Exploring ToothGrowth dataset, by applying T confidencial test and hyphotesis test.
This simulation is part of Statistical Inference Coursera Project, part II.
#Load dataset
data(ToothGrowth)
#Sample
head(ToothGrowth)
## len supp dose
## 1 4.2 VC 0.5
## 2 11.5 VC 0.5
## 3 7.3 VC 0.5
## 4 5.8 VC 0.5
## 5 6.4 VC 0.5
## 6 10.0 VC 0.5
#Dataset description
str(ToothGrowth)
## 'data.frame': 60 obs. of 3 variables:
## $ len : num 4.2 11.5 7.3 5.8 6.4 10 11.2 11.2 5.2 7 ...

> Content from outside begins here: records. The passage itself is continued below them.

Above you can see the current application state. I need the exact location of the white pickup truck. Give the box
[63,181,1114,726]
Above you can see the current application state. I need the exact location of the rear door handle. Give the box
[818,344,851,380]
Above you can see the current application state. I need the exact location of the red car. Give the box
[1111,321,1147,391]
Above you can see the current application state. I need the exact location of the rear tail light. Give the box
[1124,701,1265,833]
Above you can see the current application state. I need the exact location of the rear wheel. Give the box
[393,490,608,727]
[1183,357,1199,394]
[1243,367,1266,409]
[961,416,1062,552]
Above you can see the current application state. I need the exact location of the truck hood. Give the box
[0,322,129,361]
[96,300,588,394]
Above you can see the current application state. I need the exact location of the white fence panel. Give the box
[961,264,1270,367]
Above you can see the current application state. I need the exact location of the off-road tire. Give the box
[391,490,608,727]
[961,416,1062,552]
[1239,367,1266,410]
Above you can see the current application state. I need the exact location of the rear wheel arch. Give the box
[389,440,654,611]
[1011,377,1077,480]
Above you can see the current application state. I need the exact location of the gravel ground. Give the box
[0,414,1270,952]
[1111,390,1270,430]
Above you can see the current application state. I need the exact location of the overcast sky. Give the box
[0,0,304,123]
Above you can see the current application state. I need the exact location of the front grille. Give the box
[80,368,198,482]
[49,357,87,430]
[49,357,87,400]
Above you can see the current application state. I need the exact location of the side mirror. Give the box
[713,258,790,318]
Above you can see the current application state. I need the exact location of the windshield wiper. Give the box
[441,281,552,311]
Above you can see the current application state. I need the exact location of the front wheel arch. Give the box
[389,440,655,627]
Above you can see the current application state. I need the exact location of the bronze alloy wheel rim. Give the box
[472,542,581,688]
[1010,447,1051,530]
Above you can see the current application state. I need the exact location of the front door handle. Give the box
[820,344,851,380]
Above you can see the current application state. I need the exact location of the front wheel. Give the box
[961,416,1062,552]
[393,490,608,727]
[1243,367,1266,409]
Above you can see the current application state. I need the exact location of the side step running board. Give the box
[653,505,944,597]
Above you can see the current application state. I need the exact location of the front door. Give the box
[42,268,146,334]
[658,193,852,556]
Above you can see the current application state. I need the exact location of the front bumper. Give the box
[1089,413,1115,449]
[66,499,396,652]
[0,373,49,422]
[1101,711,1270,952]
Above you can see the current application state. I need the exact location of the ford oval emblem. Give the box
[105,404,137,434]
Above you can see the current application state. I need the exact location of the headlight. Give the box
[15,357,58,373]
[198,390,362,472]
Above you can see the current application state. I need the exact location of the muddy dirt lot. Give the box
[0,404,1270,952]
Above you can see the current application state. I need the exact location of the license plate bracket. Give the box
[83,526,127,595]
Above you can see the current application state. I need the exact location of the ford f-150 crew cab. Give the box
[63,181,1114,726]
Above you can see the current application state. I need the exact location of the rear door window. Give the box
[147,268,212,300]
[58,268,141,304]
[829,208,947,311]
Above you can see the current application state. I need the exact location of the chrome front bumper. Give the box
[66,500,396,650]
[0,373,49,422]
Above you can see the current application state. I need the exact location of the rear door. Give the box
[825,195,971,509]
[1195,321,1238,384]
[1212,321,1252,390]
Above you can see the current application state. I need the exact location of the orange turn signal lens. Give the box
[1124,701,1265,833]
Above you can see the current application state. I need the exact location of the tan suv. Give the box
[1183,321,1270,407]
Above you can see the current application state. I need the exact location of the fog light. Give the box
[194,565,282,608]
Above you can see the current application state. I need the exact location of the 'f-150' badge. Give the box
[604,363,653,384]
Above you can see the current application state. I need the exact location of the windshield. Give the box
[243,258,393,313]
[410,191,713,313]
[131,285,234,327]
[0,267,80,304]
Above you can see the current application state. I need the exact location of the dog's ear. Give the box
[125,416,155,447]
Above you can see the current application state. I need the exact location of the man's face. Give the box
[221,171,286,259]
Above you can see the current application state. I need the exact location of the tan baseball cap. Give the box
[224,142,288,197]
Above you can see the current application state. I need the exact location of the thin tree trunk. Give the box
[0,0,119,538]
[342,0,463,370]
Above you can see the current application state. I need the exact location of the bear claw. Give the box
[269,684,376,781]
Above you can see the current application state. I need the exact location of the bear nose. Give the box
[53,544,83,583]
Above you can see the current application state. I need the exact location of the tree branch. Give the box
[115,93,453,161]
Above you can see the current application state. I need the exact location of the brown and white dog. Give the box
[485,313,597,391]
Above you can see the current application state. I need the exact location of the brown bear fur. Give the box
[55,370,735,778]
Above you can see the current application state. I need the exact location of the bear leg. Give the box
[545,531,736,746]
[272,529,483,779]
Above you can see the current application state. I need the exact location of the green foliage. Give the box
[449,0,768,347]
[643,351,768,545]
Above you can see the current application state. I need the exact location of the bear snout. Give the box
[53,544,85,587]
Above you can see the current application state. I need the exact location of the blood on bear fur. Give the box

## $ supp: Factor w/ 2 levels "OJ","VC": 2 2 2 2 2 2 2 2 2 2 ...
## $ dose: num 0.5 0.5 0.5 0.5 0.5 0.5 0.5 0.5 0.5 0.5 ...
Where OJ is orange juice and VC is vitamin C by ascorbic acid treatment.
Boxplot below compares dosage by OJ and VC supplement types.
par(mfrow=c(1,2))
vc_data <- subset(ToothGrowth, supp=="VC")
s <- factor(vc_data$supp)
boxplot(len ~ s*dose, data = vc_data, col = "red",
xlab = "Ascorbic acid", ylab = "Tooth Length", main = "VC Boxplot")
oj_data <- subset(ToothGrowth, supp=="OJ")
s <- factor(oj_data$supp)
boxplot(len ~ s*dose, data = oj_data, col = "orange",
xlab = "Orange juice", ylab = "Tooth Length", main = "OJ Boxplot")
In this section, comparison is given by confidence interval and hyphotesis testing of supp and dose variables. Null hyphotesis states that are difference between treatments. Default p-value is assumed 0.05.
#T confidence interval independent groups, assuming unequal variance,
#splitting groups by supp variable.
g1 <- subset(ToothGrowth, supp=="VC", select=len)
g2 <- subset(ToothGrowth, supp=="OJ", select=len)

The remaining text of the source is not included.